Below are $6$ values of $k$ that give distinct complex numbers. All other values of $k$ give arguments that are co-terminal with these complex numbers:

$\begin{array}{lll} k=0: & x=e^0 & = 1 \\ k=1: & x=e^{\pi i/3} & = \frac{1}{2}+i\frac{\sqrt{3}}{2} \\ k=2: & x=e^{2\pi i/3} & = -\frac{1}{2}+i\frac{\sqrt{3}}{2} \\ k=3: & x=e^{\pi} & = -1 \\ k=4: & x=e^{4\pi i/3} & = -\frac{1}{2}-i\frac{\sqrt{3}}{2} \\ k=5: & x=e^{5\pi i/3} & = \frac{1}{2}-i\frac{\sqrt{3}}{2}. \end{array}$

These solutions are called the $6^\text{th}$ roots of unity. $_\square$

## Complex Numbers in Geometry

Main Article: Complex Numbers in Geometry

Because of the circular relationships associated with complex numbers, they are useful for many geometry problems. For example, the rotation of a point or rigid figure can be performed with complex numbers much more simply than it can be done with trigonometry.

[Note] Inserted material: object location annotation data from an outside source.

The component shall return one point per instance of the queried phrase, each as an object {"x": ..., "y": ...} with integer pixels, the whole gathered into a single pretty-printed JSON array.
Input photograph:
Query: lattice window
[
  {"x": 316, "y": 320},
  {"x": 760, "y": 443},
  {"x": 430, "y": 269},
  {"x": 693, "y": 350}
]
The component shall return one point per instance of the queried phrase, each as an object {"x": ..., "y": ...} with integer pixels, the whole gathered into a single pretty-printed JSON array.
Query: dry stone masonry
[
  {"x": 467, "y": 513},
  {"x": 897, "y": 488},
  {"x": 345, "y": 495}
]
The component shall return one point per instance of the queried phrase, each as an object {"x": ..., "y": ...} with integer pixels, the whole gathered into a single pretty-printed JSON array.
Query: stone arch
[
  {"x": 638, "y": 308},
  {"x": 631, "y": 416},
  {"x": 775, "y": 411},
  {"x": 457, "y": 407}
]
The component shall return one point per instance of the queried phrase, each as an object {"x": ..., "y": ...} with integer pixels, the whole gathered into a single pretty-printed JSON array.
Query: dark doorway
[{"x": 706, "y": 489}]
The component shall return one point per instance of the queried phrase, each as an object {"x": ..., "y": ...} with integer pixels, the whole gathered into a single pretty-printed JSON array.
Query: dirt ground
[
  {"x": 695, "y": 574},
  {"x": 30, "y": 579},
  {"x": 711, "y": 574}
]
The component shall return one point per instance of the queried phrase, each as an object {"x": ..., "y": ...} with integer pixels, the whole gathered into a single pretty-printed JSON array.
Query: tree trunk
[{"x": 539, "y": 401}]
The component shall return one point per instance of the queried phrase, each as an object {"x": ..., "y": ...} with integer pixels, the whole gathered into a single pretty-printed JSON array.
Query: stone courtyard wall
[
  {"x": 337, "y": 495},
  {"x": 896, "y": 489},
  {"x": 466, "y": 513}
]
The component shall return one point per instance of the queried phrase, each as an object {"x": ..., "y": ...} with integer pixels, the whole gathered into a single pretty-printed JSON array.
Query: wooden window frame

To rotate a point $\theta$ radians counterclockwise about the origin,

- first convert the ordered pair to the corresponding complex number;
- multiply this complex number by $e^{i\theta}$;
- convert this result to the corresponding ordered pair.
To rotate a rigid figure $\theta$ radians counterclockwise about the origin, rotate each point in the figure following the process above.

The point $(2,5)$ is rotated $30^\circ$ counterclockwise about the origin. What is the image of rotation?

The corresponding complex number is $2+5i.$ The angle of rotation is $\frac{\pi}{6}.$ This gives the complex number

$e^{\pi i/6}=\frac{\sqrt{3}}{2}+\frac{i}{2}.$

Multiply these complex numbers to obtain the image of rotation:

$\left(2+5i \vphantom{\frac{\sqrt{3}}{2}}\right)\left(\frac{\sqrt{3}}{2}+\frac{i}{2}\right)=\sqrt{3}-\frac{5}{2}+i\left(1+\frac{5\sqrt{3}}{2}\right).$

The corresponding ordered pair is $\left(\sqrt{3}-\frac{5}{2},\ 1+\frac{5\sqrt{3}}{2}\right).$ $_\square$

There are several other applications of complex numbers in geometry in the wiki page on this topic.